TLDR: Trying to optimize JSON queries in MYSQL, make use of stored generated columns
Ran into a situation where I had a table with loads and loads of records that included a meta
JSON column, ideally the fields in the JSON column were queried using JSON_EXTRACT
models.sequelize.where(
models.sequelize.fn(
'JSON_EXTRACT', models.sequelize.col('meta'), models.sequelize.literal('$.type')
),
Op.eq,
query.type
)
JSON columns are useful for flexible data models, but they have limitations; queries on JSON fields can’t make use of indexes. As the number of records increased, the limitations of not being able to index a JSON column began to become apparent, and queries started to become considerably slower.
STORED GENERATED COLUMN
A generated column in MySQL is a column where the values are computed from the values of other columns in the same row.

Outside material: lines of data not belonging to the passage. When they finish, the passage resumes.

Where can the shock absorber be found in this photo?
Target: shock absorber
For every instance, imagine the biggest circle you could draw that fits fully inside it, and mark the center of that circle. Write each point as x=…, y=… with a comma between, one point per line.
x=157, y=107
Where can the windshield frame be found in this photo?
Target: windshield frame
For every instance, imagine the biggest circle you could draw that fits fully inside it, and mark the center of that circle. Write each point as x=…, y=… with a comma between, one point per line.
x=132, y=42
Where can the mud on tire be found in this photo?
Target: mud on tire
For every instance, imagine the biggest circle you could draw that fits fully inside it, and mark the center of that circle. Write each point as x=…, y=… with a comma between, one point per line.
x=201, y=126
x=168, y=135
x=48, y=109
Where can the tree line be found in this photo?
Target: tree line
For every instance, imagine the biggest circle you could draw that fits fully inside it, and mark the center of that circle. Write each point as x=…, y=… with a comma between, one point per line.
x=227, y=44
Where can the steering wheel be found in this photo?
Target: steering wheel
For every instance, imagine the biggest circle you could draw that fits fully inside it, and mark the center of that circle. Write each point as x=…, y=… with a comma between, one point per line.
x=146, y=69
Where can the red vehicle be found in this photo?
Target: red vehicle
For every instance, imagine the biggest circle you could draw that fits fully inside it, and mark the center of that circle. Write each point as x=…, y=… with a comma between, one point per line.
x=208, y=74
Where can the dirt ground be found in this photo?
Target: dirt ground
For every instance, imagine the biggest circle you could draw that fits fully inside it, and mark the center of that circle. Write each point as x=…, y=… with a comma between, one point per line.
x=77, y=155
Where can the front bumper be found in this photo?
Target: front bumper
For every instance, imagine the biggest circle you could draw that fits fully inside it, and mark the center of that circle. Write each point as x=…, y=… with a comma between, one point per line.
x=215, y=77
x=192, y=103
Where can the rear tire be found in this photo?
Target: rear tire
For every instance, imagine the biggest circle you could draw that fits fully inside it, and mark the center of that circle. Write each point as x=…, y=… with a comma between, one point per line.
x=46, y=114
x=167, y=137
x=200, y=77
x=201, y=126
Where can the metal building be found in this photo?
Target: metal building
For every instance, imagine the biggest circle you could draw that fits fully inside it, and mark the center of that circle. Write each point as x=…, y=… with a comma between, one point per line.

A generated column can be either virtual or stored
- Virtual column - Data is computed every time the data is queried; data isn’t stored in the DB
- Stored generated column - Data is computed when the source columns are created/updated and stored on disk, similar to how a normal column would be stored
Virtual Column vs Stored-generated column
Virtual column |
Stored Generated column |
|
---|---|---|
Can query against |
Yes |
Yes |
Can index |
No |
Yes |
Uses a lot of space |
No |
Yes |
Columns are stored physically |
No |
Yes |
Automatic updates |
No, data is re-computed every time the column is queried |
Yes, the column is updated automatically |
Created or updated directly |
No |
No |
Migration
await queryInterface.sequelize.query(`
ALTER TABLE customer ADD COLUMN type VARCHAR(30)
AS (JSON_UNQUOTE(JSON_EXTRACT(meta, '$.type'))) STORED,
ADD INDEX type_idx (type); `);
This migration script adds a type
column to the customer
table, it then tells MySQL to compute the value by extracting it from the meta.type
and store STORED
as a generated column. ADD INDEX type_idx (type)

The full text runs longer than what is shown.